The Larson Research Center

As discussed in our “The Trouble with Physics” blog, Ira Flatow, the host of the NPR show Science Friday, asked his guest Lee Smolin, the author of the new book The Trouble with Physics:

Are we at a point now, where you just have to sit and scratch your head and think, “We need some revolution, don’t we?” I mean, we need a revolution in physics, maybe we need a new physics!

Normally, however, when physicists talk about “new physics,” they don’t mean it in the way Flatow meant it, as a “revolution” in the theoretical concepts of current physics, but rather as the discovery of new forces, particles, or dimensions. In the latter sense, the acceleration of the expansion of the universe, tentatively attributed to “dark” energy, constitutes new physics, because it appears to be a new force. Similarly, the discovery of anamolous rotation speeds of stars in galaxies, attributed to “dark” matter, constitutes new physics, because it appears to be the result of a new particle, and the search for Supersymmetry particles is a search for new physics, because, if Supersymmetry is discovered, it would appear to confirm extra dimensions of space.

In this sense, then, new physics constitutes new clues that might be helpful in solving the mystery of nature, using the existing concepts of physics. However, Flatow, Witten, Gross, Green, and others, have referred to a revolution in the concepts of physics itself, meaning a revolution in the ideas that constitute the science of physics, distinct from the ideas of the normal science of modern physics. Of course, a change in ideas so monumental as to revolutionize the science of physics itself is difficult to comprehend, and I think Smolin, and many other professional physicists like him, find it just too much to contemplate.

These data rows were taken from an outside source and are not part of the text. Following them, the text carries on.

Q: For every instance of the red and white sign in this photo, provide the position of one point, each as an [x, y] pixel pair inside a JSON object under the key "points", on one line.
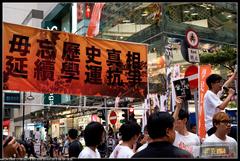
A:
{"points": [[192, 74], [192, 38], [113, 117], [193, 55]]}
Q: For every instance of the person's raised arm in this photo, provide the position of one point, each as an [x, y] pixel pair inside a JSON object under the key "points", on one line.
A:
{"points": [[178, 107], [226, 84]]}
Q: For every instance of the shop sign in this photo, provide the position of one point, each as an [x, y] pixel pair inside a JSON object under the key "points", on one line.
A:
{"points": [[43, 61], [192, 38], [12, 98], [113, 117], [193, 55], [52, 99]]}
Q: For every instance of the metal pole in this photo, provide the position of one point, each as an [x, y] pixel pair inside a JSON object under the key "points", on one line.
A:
{"points": [[23, 115], [196, 108], [106, 119]]}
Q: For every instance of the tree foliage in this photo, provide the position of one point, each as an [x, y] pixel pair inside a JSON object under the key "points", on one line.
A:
{"points": [[226, 56]]}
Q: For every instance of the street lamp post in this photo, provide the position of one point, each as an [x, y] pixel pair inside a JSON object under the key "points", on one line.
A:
{"points": [[30, 97], [24, 95]]}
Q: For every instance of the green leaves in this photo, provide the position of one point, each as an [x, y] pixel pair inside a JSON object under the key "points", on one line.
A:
{"points": [[226, 56]]}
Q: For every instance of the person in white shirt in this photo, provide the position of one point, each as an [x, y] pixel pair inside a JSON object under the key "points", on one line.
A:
{"points": [[94, 134], [129, 134], [222, 123], [146, 139], [183, 138], [212, 102]]}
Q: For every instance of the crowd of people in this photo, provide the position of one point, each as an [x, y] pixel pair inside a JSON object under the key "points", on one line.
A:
{"points": [[165, 135]]}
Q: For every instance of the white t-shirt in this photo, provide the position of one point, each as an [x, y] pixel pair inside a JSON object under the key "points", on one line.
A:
{"points": [[122, 151], [213, 140], [211, 102], [37, 135], [142, 147], [190, 143], [89, 153]]}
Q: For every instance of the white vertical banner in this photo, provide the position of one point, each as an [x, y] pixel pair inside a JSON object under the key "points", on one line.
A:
{"points": [[74, 17], [117, 99], [144, 116], [168, 60], [176, 75], [176, 71], [163, 100]]}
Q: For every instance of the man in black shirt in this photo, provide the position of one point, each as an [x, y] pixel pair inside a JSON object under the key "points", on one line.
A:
{"points": [[75, 147], [161, 131]]}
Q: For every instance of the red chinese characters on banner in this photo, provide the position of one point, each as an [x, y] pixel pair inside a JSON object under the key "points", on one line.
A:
{"points": [[204, 72], [57, 62], [93, 27]]}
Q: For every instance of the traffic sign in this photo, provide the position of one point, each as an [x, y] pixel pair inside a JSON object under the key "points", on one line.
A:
{"points": [[193, 55], [113, 117], [192, 74], [192, 38]]}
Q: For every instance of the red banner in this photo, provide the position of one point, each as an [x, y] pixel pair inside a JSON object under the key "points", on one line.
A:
{"points": [[93, 27], [57, 62], [204, 72]]}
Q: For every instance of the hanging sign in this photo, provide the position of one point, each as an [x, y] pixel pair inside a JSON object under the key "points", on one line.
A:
{"points": [[43, 61], [192, 38]]}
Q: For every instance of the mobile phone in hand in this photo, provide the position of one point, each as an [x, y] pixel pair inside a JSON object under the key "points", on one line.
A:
{"points": [[7, 141]]}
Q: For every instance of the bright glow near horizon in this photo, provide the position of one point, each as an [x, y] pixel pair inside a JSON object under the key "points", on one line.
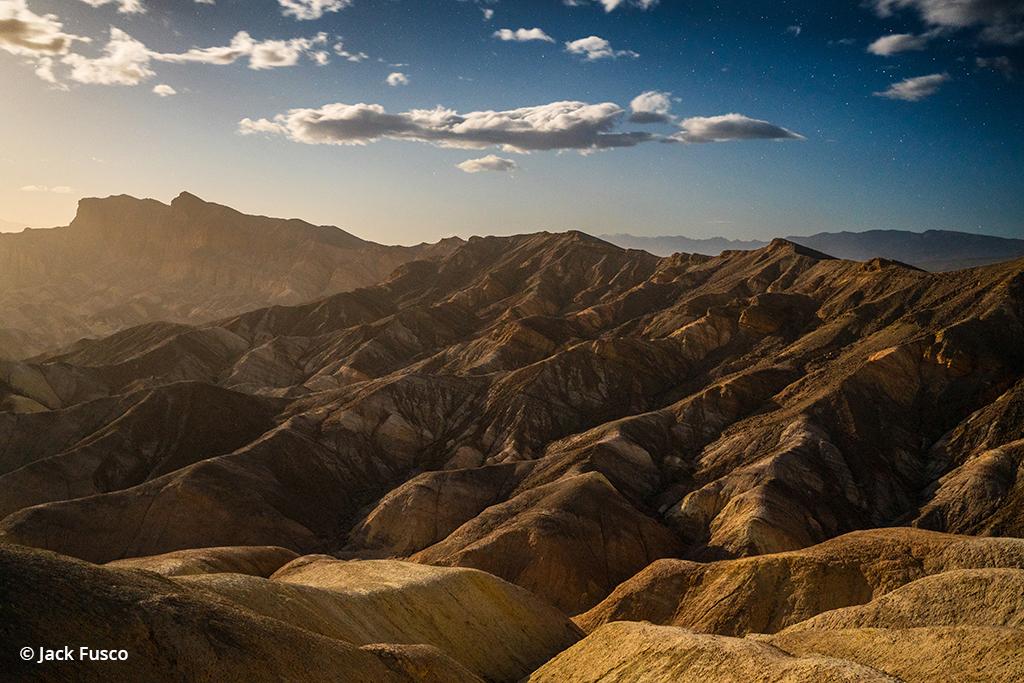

Nevertheless, it appears, as Flatow says, that “we need some revolution,” a change in the fundamental concepts upon which the current practice of theoretical physics depends. Most physicists who recognize this, also recognize that the nature of the required change will have to do with the concepts of space and time. I quoted Brian Green’s comments to this effect in our Trouble With Physics blog, but David Gross, in another NPR interview, has essentially said the same thing:

In string theory I think we’re in sort of a pre-revolutionary stage. We have hit upon, somewhat accidentally, an incredible theoretical structure…but we still haven’t made a very radical break with conventional physics. We’ve replaced particles with strings—that in a sense is the most revolutionary aspect of the theory. But all of the other concepts of physics have been left untouched…many of us believe that that will be insufficient…That at some point, a much more drastic revolution or discontinuity in our system of beliefs will be required. And that this revolution will likely change the way we think about space and time.

It is our conviction that the time of drastic change predicted by Gross has arrived. Indeed, we are convinced that the new scalar physics under investigation here at the LRC, based on Larson’s Reciprocal System of Physical Theory (RST), definitely constitutes the “drastic revolution or discontinuity in our system of beliefs” that Gross believes is required. The drastic change that the RST introduces can best be understood in light of the impact it has on three concepts:

1) The concept of motion
2) The concept of the space and time reference system
3) The concept of the three properties of magnitude: quantity, direction, and dimension

The Concept of Motion
In the vectorial system of motion, or what we refer to as the legacy system of physical theory (LST), motion is defined as a change in an object’s location, x, over time t. It is the physics program that Newton inaugurated, and, borrowing from the words of David Hestenes, it is the “grand goal” of this program “to describe and to explain all properties of all physical objects” (see: New Foundations for Classical Mechanics.) The program’s approach is determined by two general assumptions:

1) Every physical object consists of a composite of particles, and
2) A particle’s behavior is determined by its interaction with other particles.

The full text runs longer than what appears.